Still the curve balls keep coming. Social Security’s Trust Funds are held almost entirely in Special Issue Treasuries that are set by a formula at the average rate of maturing 10 year Notes. And since over the long run it is somewhere between unlikely and impossible that Coupon Rates on the 10 year will be negative in real terms this means that interest on a fully solvent Trust Fund will be in excess of the need to build those Reserves. Meaning that once we achieve Sustainable Solvency it will be Self-Sustaining Solvency. In fact so much so that in order to prevent Trust Fund balances from balooning out of control it would require any interest accrued that was in excess of the amount needed to maintain solvency to be expended as partial payment of benefits. Which in turn would mean that Social Security ‘Revenue excluding Interest’ would have to be kept under ‘Cost’ by the same amount as that excess interest. Which in turns means that some part of the Debt Service on the interest earning Trust Funds would have to come in the form of General Fund transfers. Which would make the system as a whole slightly cash flow negative.

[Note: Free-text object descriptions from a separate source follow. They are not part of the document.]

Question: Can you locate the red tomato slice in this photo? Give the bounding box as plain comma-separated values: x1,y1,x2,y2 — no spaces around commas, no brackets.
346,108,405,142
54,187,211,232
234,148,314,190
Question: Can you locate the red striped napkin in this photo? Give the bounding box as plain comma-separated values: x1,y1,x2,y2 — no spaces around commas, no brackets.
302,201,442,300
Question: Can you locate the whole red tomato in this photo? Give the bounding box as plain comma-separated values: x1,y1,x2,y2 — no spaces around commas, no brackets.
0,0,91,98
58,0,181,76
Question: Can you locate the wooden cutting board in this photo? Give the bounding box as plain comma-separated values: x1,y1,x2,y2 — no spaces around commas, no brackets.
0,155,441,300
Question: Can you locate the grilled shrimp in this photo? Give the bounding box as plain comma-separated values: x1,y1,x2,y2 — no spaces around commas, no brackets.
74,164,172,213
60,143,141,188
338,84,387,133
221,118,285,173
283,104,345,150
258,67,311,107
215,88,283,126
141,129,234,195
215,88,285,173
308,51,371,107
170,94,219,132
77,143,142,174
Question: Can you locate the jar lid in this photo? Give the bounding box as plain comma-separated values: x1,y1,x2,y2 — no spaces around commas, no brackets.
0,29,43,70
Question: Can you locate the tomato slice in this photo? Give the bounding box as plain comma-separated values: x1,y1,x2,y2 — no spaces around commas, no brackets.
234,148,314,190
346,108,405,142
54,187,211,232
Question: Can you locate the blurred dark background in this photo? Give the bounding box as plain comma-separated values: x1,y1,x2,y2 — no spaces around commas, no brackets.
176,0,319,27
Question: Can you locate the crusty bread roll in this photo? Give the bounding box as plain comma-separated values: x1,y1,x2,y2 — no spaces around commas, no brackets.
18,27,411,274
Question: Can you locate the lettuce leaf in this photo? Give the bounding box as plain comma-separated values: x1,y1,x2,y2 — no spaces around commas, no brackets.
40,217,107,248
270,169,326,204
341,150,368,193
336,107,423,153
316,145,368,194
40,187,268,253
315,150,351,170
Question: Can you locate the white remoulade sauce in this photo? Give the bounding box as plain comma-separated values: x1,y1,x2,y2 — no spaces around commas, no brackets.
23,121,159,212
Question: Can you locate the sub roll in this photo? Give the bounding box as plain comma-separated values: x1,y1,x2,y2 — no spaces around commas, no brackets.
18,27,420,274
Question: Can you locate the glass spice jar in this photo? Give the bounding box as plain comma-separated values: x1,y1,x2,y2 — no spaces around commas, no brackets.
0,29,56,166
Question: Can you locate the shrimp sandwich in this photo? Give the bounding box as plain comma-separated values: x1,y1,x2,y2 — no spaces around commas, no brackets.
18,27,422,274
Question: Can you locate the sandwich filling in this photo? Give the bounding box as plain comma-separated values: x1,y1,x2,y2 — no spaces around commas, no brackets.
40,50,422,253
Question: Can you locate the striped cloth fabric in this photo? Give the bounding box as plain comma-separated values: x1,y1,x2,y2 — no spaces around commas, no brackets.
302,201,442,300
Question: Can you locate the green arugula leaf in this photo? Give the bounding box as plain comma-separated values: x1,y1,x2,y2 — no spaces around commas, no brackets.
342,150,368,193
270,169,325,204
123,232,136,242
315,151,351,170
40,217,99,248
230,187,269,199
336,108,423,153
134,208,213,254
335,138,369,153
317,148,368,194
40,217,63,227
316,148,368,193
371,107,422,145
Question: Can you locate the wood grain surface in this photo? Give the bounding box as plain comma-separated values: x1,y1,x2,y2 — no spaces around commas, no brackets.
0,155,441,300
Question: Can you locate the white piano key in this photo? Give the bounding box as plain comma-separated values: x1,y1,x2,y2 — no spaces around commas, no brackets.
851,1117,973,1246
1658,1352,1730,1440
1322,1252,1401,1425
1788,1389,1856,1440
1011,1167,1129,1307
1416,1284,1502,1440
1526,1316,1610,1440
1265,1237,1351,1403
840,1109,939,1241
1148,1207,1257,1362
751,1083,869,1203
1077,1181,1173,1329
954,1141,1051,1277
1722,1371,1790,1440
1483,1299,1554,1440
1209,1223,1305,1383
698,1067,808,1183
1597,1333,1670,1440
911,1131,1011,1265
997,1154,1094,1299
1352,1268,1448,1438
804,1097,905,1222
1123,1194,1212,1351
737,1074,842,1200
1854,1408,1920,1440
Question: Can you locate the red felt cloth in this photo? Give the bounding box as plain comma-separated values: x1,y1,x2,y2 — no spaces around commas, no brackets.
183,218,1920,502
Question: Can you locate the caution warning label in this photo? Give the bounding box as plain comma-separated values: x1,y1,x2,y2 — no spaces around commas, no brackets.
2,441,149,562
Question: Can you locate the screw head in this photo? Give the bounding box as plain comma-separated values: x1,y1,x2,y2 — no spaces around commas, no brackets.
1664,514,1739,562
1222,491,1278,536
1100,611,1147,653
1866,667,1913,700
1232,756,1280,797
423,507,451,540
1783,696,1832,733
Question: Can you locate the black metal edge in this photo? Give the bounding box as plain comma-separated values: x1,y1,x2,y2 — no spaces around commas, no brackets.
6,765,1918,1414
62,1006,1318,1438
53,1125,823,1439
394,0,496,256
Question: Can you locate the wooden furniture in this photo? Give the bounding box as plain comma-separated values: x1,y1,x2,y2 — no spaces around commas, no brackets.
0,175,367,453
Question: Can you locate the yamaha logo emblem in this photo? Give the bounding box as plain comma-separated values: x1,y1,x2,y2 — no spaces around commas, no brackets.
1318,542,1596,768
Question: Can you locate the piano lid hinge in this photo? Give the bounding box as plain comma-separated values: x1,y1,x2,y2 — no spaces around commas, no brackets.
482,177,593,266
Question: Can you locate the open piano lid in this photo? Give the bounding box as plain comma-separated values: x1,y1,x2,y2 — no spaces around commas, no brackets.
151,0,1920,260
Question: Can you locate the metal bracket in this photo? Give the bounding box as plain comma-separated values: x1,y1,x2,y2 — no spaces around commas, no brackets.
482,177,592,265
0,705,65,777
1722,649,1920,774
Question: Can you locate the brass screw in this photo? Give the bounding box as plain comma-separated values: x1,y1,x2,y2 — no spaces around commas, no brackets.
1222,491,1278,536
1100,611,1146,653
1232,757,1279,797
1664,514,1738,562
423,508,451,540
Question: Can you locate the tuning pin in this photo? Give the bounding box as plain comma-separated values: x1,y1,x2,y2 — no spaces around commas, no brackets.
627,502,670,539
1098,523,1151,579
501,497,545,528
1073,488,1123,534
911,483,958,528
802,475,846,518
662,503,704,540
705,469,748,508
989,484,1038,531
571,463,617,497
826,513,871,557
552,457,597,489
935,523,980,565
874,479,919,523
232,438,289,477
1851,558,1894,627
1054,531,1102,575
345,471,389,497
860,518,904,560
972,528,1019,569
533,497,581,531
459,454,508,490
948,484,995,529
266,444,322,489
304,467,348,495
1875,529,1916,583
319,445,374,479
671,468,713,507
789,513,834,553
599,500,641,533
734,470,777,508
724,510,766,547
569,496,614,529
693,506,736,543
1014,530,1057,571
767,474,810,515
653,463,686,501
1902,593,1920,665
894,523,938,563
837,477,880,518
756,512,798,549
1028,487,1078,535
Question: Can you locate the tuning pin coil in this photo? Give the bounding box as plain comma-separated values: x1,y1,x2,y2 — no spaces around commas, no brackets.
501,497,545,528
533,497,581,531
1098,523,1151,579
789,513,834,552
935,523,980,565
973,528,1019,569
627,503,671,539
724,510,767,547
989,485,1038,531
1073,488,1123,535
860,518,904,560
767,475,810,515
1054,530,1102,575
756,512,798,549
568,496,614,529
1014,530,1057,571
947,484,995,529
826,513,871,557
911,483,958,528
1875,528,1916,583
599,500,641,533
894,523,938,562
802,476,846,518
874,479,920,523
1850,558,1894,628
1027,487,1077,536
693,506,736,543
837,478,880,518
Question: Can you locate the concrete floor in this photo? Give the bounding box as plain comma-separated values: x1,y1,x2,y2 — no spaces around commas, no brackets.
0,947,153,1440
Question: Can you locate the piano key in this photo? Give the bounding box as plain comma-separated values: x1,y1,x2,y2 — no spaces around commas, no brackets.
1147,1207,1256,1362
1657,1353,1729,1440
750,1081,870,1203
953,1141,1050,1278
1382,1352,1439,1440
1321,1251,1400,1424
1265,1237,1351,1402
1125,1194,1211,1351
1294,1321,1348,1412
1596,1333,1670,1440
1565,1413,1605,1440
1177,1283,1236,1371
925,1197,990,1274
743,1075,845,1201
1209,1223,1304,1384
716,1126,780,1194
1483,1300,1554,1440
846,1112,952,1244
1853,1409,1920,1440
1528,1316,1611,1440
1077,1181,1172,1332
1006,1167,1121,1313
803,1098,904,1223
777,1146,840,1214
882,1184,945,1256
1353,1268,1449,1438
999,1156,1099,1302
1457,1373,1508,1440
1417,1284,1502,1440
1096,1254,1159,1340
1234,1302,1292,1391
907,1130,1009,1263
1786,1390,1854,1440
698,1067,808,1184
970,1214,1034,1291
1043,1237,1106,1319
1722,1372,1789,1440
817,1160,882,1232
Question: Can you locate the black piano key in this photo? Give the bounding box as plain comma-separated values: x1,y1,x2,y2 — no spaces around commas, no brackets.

This conclusion is not simply due to me running through the numbers, Chief Actuary Goss says as much in the following (bolding mine):

However, the occurrence of a negative cash flow, when tax revenue alone is insufficient to pay full scheduled benefits, does not necessarily mean that the trust funds are moving toward exhaustion. In fact, in a perfectly pay-as-you-go (PAYGO) financing approach, with the assets in the trust fund maintained consistently at the level of a “contingency reserve” targeted at one year’s cost for the program, the program might well be in a position of having negative cash flow on a permanent basis. This would occur when the interest rate on the trust fund assets is greater than the rate of growth in program cost. In this case, interest on the trust fund assets would be more than enough to grow the assets as fast as program cost, leaving some of the interest available to augment current tax revenue to meet current cost. Under the trustees’ current intermediate assumptions, the long-term average real interest rate is assumed at 2.9 percent, and real growth of OASDI program cost (growth in excess of price inflation) is projected to average about 1.6 percent from 2030 to 2080. Thus, if program modifications are made to maintain a consistent level of trust fund assets in the future, interest on those assets would generally augment current tax income in the payment of scheduled benefits.

So to sum up. Under conditions of Sustainable Solvency Social Security would at one and the same time be 1) adding to Public Debt year over year, 2) be in permanent surplus for Budget Deficit calculations, and 3) be permanently cash flow negative.

More Debt, Less Deficits, Cash Flow Negative. It only sounds paradoxical.